Unfortunately, Lizzie's long road to diagnosis isn't rare. A staggering 176 million women around the world suffer from endometriosis, but according to the Endometriosis Foundation of America, "most" women affected by the condition battle symptoms for up to a full decade before getting diagnosed.

"I asked my gynecologist for 10 years: 'Do I have endometriosis?'" Lizzie recalled. "I was told, "No, no, no, no. You're young. You're fine.' A lot of damage was done to my body in that time."

From her teens to her early 30's, Lizzie battled nausea, abdominal pain, diarrhea, constipation, and exhaustion. She popped handfuls of Advil for period cramps... but then the symptoms would "sort of go away." After logging a half-dozen hospital visits, (doctors' misdiagnoses included ovarian cysts and hernia), Lizzie prepped for a 90-minute appendectomy in 2011, and woke up almost six hours later with no appendix and five inches of her intestines removed.

A surgeon had traced internal bleeding to large legions of endometrosis in her appendix and intestines, and flecks of endo in her abdominal cavity. ("I have a picture of the surgeon holding my intestine and it looks like a grape is blocking it," Lizzie adds.)

"I just thought, 'If only you people had listened to me for the last 20 years,'" Lizzie said. "For so long people have thought about endo as a fertility problem that affects women in their 30's, but there are tons of young women suffering through pain and no one is listening to them."


Post-surgery, she found a new gynecologist and promptly began taking hormones to stop her period and "trick" her body into containing the flow of estrogen that feeds her endometriosis. Concerned about "fertility stuff," she froze her eggs, (calling it "the best decision I ever made," and quipping, "I'm kind of an evangelist for it now.")

Right around that time, she met the man who is now her serious boyfriend.

"I figured if he couldn't handle that I was freezing my eggs, then he wasn't someone I wanted to date anyway," Lizzie said. Though she admits subsequent endo surgeries have impacted their relationship and sex life, she calls him "the world's most amazing boyfriend. He's a saint."

Lizzie thought her surgery had "fixed" her condition last January when she landed a prestigious job covering aviation and regulation at CNN in Washington. But soon she was again doing battle with her body.
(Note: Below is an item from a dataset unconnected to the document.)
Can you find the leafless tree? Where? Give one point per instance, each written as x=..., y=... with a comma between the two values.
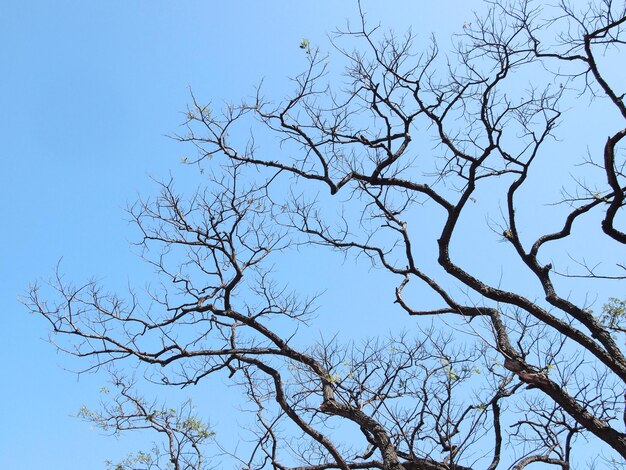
x=514, y=368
"I would do a live shot and then run to the bathroom and throw up," she said. "One day I'd be on a gig at a flight school, doing great, and then the next day I was completely miserable and existing on Advil and Vicodin. Obviously I couldn't go on the air on Vicodin."

She took a leave of absence, but when her endo she wasn't getting any better, Lizzie stepped down. (She's currently doing freelance work for her former employer, NPR.)

"I got the amazing chance to be a CNN correspondent, but my body just wasn't capable of doing that," she said. "But it's also been this very strange gift. For so long, I defined myself as a journalist, and in the time when I've been sick, I've learned to define myself as a daughter and a sister and a girlfriend and an intellectual."

After another surgery, Lizzie is facing endo with continuous hormones and contraception (namely, an IUD), physical therapy for pelvic floor muscles, and acupuncture. She's spirited, heading to look into cutting-edge research at the Boston Center for Endometriosis, and even joking about her abdomen scars ("I'm a real treat in a bikini"). She considers herself lucky that her endometriosis hasn't impacted her fertility, and hopes to have children.

"What I want people to know is that it's okay to talk about it," she said, stressing the importance of early detection. "I think it's really hard if you are someone who pushes yourself and is accomplished... you feel you feel like you're a wuss to be complaining about this pain. Keep pushing. Keep asking questions."